According to Politico, however, Netanyahu’s supporters in the U.S. are in no mood to cut their heavy losses; instead they are doubling down, going for broke, aiming to launch a full frontal assault on Democratic lawmakers who would dare put their president’s honor before the Israeli prime minister’s prestige by staying away from his March 3 address.
The leaders of the pro-Netanyahu lobby not only believe that the prime minister’s speech is essential, they are convinced that the White House is inciting Congressional Democrats against Bibi; they are seeking to exploit the situation in order to eat away at traditional Jewish support for their political rivals and they have, of course, one more critical characteristic in common.
“It’s really an anti-American, anti-patriotic position to take”, according to Mort Klein, president of Zionist Organization of America, a group heavily funded by Sheldon Adelson. We will make sure people know that the Bibi’s boycotters “chose partisan interests and to stand with President Obama,” says Matt Brooks, executive director of the Republican Jewish Coalition (RJC), a group that basks in the largesse of Adelson, Sheldon. “If they boycott the speech, they’ll be casting their lot with the more liberal, not pro-Israel base of the party,” is the formulation proposed by Ari Fleischer, an RJC director who is also, you guessed it, close to Adelson. “There really isn’t any debate as to what the right decision is,”, says the sole Jewish Republican in Congress, Lee Zeldin, whose winning election campaign in November was helped by generous donations, direct and otherwise, from Adelson et al.
So this is their plan: to inject even more inter-party venom into hitherto bipartisan support for Israel, to pour high-octane political fuel on the already burning fires, to stain Obama loyalists as Israel-haters whose place is outside the fence, where they should remain.
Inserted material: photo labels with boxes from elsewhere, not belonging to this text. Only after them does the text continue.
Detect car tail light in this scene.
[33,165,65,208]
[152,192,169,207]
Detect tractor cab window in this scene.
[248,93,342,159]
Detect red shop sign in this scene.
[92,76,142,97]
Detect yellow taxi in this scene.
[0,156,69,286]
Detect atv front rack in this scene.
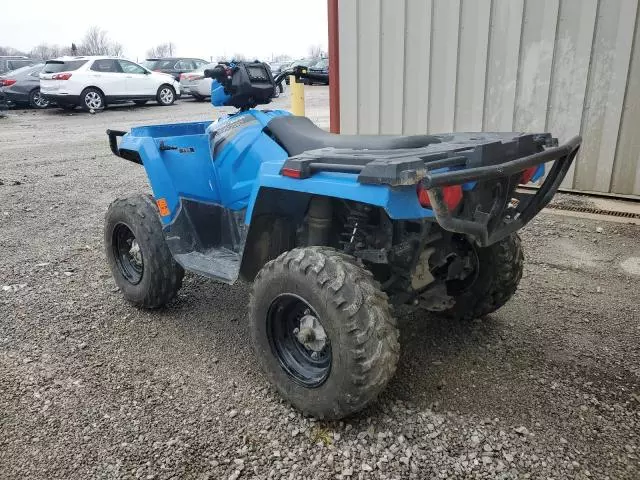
[281,133,582,246]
This is the favored, exclusionist modus operandi, after all, of many Netanyahu adherents and other right-wingers of similar ilk, in the American Jewish community and in Israel itself. Instead of a multi-decade policy of ensuring wall-to-wall Congressional support for Israel, from the deep left to the extreme right, we will now have the Netanyahu litmus test, whoever isn’t with us is against us, let’s go for the jugular and the future be damned.
Netanyahu’s speech may have once seemed like a brilliant ploy but it is now placing an ever growing burden on relations between Jerusalem and Washington and, current polls notwithstanding, could still turn out to be an albatross around Netanyahu’s electoral neck as well.
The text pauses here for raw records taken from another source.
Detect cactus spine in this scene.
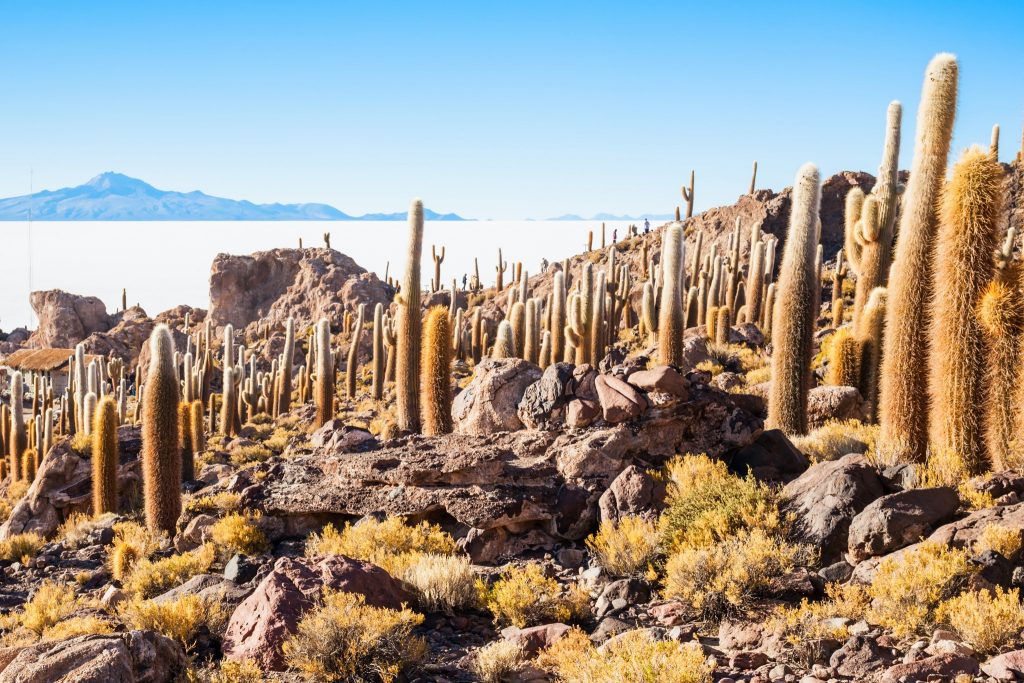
[929,147,1002,483]
[142,325,181,536]
[420,306,452,436]
[395,199,421,432]
[877,54,957,463]
[767,164,821,434]
[657,223,685,366]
Over the weekend the prime minister looked less a resolute statesman who knows what he’s doing and more like a frightened animal caught in the headlights of an approaching car, an image not lost on Isaac Herzog and other opposition leaders who suddenly found their voice and called on the prime minister to cancel his speech. Former Labor Party leader Shelly Yachimovich even promised to praise Netanyahu if he did.
No one doubts Netanyahu’s intelligence or his deep knowledge of all things U.S., but the combination of hubris and paranoia that he shares with some of his closest confidantes appear to have clouded his judgment and brought him to the edge of a diplomatic abyss: it has all the ingredients of a classical tragedy, both his and ours. Netanyahu’s supporters may have provided him with an ace up his sleeve that he will brandish at just the right moment; otherwise he may soon be left with only one viable option: pray for divine intervention.